Thursday, January 6, 2005

So Giblets is sitting down in front of the library TV with a box of commandeered Cheezoids to enjoy the intellectual repaste that is CNN's Crossfire when he sees a news item telling him that soon there will BE no Crossfire! Outrage, perfidy, treason! What will replace it? Coverage of actual news? Can you even CALL it "news" without whack-a-mole sound effects, cartoonish repetition of talking points and a prompted studio audience? Delirium, lunacy, madness!

Oh sure, maybe if CNN does more reporting and less commenting it will "inform the public" more. But what does informing the public have to do with journalism? Tucker Carlson is a "great journalist" and he's spent the last five years making dingle bell noises at Paul Begala. But he did it with a trademark smarm and overpowering obnoxiousness that left Giblets coming back for more!

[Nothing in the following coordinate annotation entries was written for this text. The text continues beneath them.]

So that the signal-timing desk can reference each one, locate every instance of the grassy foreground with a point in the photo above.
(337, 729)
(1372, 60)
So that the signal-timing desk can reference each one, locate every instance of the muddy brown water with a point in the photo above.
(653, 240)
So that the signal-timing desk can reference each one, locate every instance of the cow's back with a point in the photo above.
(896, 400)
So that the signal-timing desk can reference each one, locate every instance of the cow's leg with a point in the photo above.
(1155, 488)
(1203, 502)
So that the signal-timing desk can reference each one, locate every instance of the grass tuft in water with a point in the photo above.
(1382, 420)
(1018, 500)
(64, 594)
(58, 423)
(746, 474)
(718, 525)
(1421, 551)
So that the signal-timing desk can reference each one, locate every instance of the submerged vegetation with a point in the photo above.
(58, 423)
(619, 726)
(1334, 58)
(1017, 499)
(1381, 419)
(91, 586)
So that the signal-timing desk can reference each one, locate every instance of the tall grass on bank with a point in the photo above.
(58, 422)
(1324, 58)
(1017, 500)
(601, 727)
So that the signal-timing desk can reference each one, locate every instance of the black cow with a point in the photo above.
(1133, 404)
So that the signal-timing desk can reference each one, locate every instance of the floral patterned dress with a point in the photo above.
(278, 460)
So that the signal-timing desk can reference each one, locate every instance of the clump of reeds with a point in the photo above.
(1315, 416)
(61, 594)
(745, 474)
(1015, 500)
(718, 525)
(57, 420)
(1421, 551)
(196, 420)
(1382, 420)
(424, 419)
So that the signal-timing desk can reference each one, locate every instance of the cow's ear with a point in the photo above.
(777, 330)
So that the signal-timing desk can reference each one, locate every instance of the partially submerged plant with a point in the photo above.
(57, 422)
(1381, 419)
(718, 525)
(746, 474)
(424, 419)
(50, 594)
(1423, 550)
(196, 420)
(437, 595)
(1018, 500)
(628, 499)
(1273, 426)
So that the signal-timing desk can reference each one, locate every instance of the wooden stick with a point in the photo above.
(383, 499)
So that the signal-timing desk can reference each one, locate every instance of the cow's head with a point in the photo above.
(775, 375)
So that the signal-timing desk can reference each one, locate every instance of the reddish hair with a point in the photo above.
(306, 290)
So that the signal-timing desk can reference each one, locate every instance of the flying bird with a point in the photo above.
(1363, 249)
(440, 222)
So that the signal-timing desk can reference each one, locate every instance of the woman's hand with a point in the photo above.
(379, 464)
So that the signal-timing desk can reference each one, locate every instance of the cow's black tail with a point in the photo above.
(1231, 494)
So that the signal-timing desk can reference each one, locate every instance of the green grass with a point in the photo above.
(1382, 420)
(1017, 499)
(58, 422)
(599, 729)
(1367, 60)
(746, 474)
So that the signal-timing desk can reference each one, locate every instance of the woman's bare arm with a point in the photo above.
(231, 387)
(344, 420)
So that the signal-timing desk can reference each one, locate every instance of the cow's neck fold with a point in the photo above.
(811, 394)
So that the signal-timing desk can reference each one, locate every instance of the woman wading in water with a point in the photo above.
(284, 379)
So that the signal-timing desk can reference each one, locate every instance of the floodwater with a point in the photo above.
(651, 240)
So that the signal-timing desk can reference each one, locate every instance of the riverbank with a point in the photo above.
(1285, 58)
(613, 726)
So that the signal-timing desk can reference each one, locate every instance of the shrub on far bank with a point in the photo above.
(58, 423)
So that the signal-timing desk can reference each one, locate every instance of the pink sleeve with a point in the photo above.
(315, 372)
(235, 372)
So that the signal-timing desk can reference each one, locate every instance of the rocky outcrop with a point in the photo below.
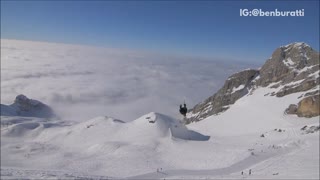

Journalism isn't supposed to tell Giblets what's going on. It's supposed to entertain him! So Crossfire had crap ratings. That's nothing a little back-to-basics reporter gumption can't fix! Change the format a little - a mud pit instead of a desk, Begala and Novak rolling on the ground in speedos, James Carville oiled and naked wrestling a greased pig! Now THAT'S the Fourth Estate!

But CNN has forfeited its journalistic integrity and thus its hold upon Giblets! His eyes are now only fit for serious news shows now such as Fox News, Hardball, Scarborough Country, and Girls Gone Wild: America Uncovered. Animus, umbrage, fie!